Saat itu pemain-pemain Barito benar-benar tampil luar biasa, dari Aditya Harlan di pos penjaga gawang hingga William Lira di lini depan. Asumsi bahwa Rizky Pora merupakan satu-satunya pemain yang bisa diandalkan di Barito Putera pun tidak sepenuhnya benar. Setidaknya, kejelian Jacksen Tiago di sepanjang musim membuat Barito tampak seperti itu.
Sebagai seorang pemain bintang, Rizky Pora memang sangat bisa untuk diandalkan – Ia benar-benar tampil menonjol di Liga 1 dengan berhasil mencetak 10 gol dan mencatatkan 6 assist. Namun tanpa pendekatan taktik yang diterapkan oleh Jacksen Tiago, Rizky Pora mungkin tidak bisa tampil seganas itu. Berbeda dengan peran di timnas, Rizky Pora dibuat Jacksen untuk tampil lebih menyerang.
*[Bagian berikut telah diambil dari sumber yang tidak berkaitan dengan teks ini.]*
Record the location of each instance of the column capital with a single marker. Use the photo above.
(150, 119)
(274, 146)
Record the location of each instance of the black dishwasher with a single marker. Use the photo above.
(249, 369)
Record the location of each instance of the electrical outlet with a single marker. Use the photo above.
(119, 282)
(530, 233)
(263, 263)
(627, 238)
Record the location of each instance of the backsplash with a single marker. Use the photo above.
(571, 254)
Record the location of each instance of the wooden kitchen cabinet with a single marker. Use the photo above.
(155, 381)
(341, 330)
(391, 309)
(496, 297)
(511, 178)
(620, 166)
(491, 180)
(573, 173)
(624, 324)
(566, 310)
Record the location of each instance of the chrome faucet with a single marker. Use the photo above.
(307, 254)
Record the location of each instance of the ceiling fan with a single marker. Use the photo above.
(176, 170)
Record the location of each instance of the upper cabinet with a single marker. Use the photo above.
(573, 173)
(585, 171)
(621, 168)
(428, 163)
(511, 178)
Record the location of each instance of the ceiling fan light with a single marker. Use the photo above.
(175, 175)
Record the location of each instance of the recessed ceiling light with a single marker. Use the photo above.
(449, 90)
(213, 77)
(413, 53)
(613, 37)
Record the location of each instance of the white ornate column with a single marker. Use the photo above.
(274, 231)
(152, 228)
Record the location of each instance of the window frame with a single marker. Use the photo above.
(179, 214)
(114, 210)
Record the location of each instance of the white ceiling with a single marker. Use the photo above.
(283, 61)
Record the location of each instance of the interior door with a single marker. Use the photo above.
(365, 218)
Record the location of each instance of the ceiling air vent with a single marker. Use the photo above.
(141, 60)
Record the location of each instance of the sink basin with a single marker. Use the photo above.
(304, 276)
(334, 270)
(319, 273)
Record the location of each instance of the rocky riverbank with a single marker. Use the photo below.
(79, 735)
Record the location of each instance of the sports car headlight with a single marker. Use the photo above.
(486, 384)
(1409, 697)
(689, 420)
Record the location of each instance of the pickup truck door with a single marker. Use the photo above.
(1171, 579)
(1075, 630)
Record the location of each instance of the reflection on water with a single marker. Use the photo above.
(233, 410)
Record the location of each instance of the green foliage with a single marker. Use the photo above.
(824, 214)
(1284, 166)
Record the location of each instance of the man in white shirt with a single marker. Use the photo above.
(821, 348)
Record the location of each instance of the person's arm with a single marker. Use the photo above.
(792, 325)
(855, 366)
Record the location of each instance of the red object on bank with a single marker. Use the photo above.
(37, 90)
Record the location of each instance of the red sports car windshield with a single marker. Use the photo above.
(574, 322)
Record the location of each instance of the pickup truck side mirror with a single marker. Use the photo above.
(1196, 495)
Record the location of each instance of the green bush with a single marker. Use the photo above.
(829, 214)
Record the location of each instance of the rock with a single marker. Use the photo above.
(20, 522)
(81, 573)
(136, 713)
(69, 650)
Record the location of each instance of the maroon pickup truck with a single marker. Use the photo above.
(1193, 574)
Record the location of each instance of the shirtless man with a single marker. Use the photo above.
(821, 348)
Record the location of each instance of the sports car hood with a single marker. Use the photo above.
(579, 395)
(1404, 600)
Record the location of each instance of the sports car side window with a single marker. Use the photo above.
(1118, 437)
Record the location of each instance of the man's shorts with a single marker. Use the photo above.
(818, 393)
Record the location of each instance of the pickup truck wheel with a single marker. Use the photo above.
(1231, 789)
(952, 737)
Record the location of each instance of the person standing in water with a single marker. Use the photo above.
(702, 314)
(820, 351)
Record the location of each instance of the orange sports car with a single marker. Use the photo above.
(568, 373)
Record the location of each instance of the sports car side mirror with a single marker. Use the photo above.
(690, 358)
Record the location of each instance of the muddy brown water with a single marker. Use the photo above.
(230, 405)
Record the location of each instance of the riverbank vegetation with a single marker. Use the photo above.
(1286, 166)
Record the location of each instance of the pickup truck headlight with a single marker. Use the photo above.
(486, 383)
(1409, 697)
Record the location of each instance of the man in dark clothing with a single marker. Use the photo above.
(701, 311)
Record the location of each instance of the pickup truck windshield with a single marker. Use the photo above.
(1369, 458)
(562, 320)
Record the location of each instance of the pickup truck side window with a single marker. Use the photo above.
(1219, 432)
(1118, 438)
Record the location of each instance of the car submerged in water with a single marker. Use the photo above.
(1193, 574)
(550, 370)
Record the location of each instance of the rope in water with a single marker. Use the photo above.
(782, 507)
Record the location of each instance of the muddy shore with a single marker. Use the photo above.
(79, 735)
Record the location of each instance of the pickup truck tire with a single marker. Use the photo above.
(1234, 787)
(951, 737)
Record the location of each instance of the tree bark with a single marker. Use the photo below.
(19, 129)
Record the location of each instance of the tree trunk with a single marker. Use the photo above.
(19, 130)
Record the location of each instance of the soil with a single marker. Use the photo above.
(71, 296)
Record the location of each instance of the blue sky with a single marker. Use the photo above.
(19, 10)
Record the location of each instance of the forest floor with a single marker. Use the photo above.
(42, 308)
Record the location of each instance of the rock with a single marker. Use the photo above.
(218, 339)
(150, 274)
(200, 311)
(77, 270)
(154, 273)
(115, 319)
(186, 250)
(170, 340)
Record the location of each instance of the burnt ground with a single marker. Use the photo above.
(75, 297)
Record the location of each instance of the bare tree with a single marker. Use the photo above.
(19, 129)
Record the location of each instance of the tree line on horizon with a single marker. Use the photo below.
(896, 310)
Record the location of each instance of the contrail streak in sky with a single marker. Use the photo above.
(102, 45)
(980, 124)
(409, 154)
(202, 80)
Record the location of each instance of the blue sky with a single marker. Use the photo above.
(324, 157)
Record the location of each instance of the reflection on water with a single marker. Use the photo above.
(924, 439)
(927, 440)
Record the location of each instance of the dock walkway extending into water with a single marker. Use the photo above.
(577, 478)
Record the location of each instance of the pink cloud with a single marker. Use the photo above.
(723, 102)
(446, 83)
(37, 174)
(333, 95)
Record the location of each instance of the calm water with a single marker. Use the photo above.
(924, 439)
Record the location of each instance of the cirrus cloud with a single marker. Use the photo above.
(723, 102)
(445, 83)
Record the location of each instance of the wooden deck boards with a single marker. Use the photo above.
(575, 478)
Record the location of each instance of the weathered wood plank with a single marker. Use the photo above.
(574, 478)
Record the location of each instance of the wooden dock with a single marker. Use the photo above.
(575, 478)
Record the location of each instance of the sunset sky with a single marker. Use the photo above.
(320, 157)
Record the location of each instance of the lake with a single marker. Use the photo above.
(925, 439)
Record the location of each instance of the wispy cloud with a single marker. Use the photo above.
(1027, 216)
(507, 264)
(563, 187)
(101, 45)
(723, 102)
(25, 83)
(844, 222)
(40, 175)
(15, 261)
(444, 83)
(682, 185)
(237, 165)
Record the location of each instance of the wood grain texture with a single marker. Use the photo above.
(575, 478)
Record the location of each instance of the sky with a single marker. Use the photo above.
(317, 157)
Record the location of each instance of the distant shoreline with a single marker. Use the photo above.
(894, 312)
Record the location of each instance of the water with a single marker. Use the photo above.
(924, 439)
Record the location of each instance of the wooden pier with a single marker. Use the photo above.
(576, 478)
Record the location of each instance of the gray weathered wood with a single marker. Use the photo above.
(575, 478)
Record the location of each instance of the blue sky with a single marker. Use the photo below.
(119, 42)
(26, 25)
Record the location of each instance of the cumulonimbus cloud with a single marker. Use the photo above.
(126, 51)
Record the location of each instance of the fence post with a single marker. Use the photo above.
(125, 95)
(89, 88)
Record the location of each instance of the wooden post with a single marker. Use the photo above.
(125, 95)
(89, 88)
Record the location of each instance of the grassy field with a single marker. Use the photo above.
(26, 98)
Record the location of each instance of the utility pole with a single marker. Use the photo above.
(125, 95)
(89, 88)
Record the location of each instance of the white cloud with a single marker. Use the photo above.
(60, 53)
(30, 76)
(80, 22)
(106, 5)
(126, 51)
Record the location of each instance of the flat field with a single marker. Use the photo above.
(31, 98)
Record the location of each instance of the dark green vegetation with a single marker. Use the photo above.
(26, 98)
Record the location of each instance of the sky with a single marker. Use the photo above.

Selain Rizky Pora, Dandy Maulana, Gavin Kwan, dan Hansamu Yama juga mampu dibuat bermain lebih maksimal oleh Jacksen. Sementara Dandy menjadi full-back yang lebih menyerang, Gavin Kwan mampu menjadi pemain sayap yang berguna, dan Hansamu Yama mampu memimpin lini pertahanan timnya dengan baik. Dengan pendekatan seperti itu, tugas Rizky Pora menjadi lebih mudah dan Barito berhasil mendapatkan banyak keuntungan.
Pada akhirnya, Jacksen memang hanya mampu membawa Barito Putera finis di peringkat tujuh Liga 1. Namun ada satu hal perlu digaris bawahi: materi pemain Barito Putera tak sebagus Mitra Kukar, Borneo FC, Persib Bandung, atau Arema FC yang finis di bawah mereka. Dan itu setidaknya mampu membuktikan bahwa Jacksen Tiago merupakan pelatih yang benar-benar berkualitas.
4. Stefano Cugurra (Persija Jakarta)
Di akhir putaran pertama Liga 1 awal Agustus lalu, Persija berhasil nangkring di peringkat keenam sementara. Dari 17 pertandingan yang mereka jalani, Macan Kemayoran, julukan Persija, berhasil mendulang 28 angka, hasil dari 7 kali menang, 7 kali seri, dan 3 kalah. Dan saat Liga 1 berakhir beberapa waktu lalu, mereka mampu memperbaiki peringkat mereka: finis di urutan keempat dengan perolehan 61 angka.
Apa yang dicapai oleh Persija tersebut memang belum memuaskan, tetapi kenyataan bahwa tim ini mampu terus berkembang di setiap langkahnya di Liga 1 tak boleh disepelekan. Jika mereka tidak salah jalan, bukan tidak mungkin mereka akan menjadi salah satu kekuatan utama di kompetisi yang akan datang. Namun, ada satu hal penting yang perlu mereka lakukan terlebih dahulu sebelum berpikir jauh ke depan: memastikan bahwa Stefano Cugurra tak pergi kemana-mana.
Stefano Cugurra adalah alasan utama mengapa Persija Jakarta mampu berada di empat besar Liga 1. Ia adalah pelatih yang mampu memecahkan persoalan rumit di lini depan Persija saat tim tersebut seperti tak tahu bagaimana caranya mencetak gol. Selain itu, tangan dingin Teco, sapaan akrab Cugurra, juga mampu membuat membuat pertahanan Persija sekokoh Batu Gibraltar di mana Persija hanya kebobolan 24 gol di Liga 1, terbaik di antara kontestan-kontestan Liga 1 lainnya.
Lalu, apa lagi? Masih banyak: Ia bisa membuat Persija tampil menarik, percaya terhadap para pemain muda, dan mempunyai banyak pendekatan untuk membuat timnya tampil lebih baik.